Rio Tinto Group’s first-quarter iron ore production rose a less-than-estimated 12 percent as the world’s second-biggest mining company continued expansions even as prices trade near a decade-long low.
Output rose to 74.7 million metric tons in the three months to March 31, from 66.4 million tons a year earlier, the producer said Tuesday in a statement. That missed the 82.7 million ton median estimate of three analysts surveyed by Bloomberg.
Shipments from Rio’s mines in Western Australia’s Pilbara region fell as a result of wet weather, London-based Rio said in the statement. Dampier Port, used by the producer, was temporarily closed last month by Tropical Cyclone Olwyn and briefly in January by a storm.
“The weather conditions were known about, so the fall in output won’t be a concern for investors,” Evan Lucas, a Melbourne-based markets strategist at IG Ltd. said by phone. “They’ll be focused on the fact that full-year guidance is unchanged.”
An expansion of mines, railroads and port facilities in the Pilbara to raise output is almost complete, Rio said.
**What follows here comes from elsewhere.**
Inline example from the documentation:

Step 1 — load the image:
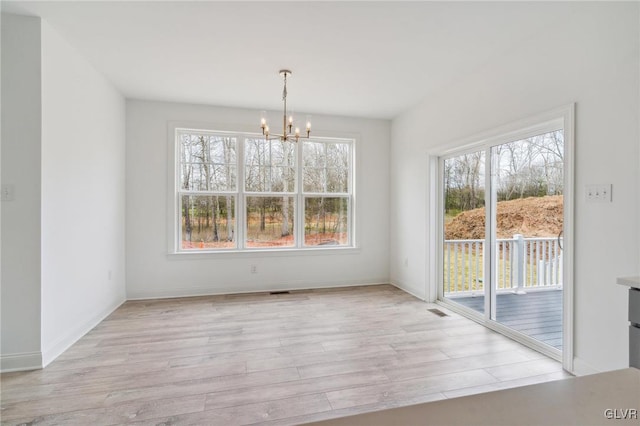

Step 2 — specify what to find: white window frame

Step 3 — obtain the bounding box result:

It maintained its full-year guidance for total shipments of 350 million tons in 2015.
Rio advanced 1.5 percent to A$55.50 in Sydney trading, trimming its decline this year to 4.3 percent.
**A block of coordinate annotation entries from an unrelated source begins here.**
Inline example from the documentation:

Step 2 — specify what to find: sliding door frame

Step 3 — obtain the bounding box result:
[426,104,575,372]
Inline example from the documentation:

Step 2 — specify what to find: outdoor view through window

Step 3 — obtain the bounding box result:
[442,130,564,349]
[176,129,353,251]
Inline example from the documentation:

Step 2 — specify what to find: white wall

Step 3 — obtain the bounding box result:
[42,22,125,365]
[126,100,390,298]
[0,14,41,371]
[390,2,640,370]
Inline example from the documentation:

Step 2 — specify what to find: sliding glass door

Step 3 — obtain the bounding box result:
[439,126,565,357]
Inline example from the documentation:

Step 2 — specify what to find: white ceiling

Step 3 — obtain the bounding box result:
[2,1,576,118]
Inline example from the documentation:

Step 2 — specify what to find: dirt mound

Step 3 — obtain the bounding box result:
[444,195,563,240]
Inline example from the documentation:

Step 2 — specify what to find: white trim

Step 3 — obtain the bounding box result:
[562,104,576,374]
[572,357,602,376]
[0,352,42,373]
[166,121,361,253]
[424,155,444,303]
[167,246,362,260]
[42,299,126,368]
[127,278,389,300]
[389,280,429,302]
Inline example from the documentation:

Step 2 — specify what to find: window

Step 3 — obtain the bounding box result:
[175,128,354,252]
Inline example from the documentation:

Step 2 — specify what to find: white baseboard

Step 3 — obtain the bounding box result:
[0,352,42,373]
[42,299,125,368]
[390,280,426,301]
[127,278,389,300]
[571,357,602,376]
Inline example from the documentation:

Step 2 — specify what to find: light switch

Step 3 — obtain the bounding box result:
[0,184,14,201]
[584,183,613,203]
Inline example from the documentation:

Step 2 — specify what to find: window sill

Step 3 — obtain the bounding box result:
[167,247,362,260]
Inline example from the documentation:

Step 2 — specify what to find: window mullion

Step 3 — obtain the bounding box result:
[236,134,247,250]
After iron ore prices slumped by more than half in the past year there’s little prospect of a long-term rebound with demand for seaborne supplies likely to peak in 2016, according to Goldman Sachs Group Inc.
The largest producers have little alternative than to raise output to fully utilize their assets and lower costs, even though tumbling prices risk eroding profits and may jeopardize dividend targets, Goldman analysts led by Melbourne-based Craig Sainsbury wrote in an April 16 note.
Rio, the second-largest supplier of the steelmaking ingredient, will draw on its inventory through 2015 to maximize cash flow from its iron ore business.
“That’s making it clear that the long-term game is to be one of the three remaining iron ore producers,” IG’s Lucas said. “They are saying that they will continue to expand and that it doesn’t matter about the price, as long as they generate cash.”
Ore with 62 percent content delivered to China’s Qingdao advanced 1.3 percent to $51.57 a dry ton on Monday, according to Metal Bulletin Ltd. It fell to $47.08 on April 2, the lowest since 2005.
“Our aim is to protect our margins in the face of declining prices and maximize returns for shareholders throughout the cycle,” Rio’s Chief Executive Officer Sam Walsh said in the statement.
Copper mine output fell to 144,100 tons in the quarter, from 156,600 tons a year earlier, Rio said in its statement. That beat the 133,300 ton-median estimate of four analysts surveyed by Bloomberg.
Metallurgical coal output rose 10 percent to 2 million tons compared with a year earlier, beating a 1.79 million ton median estimate among three analysts. Thermal coal production rose 5 percent to 4.8 million tons.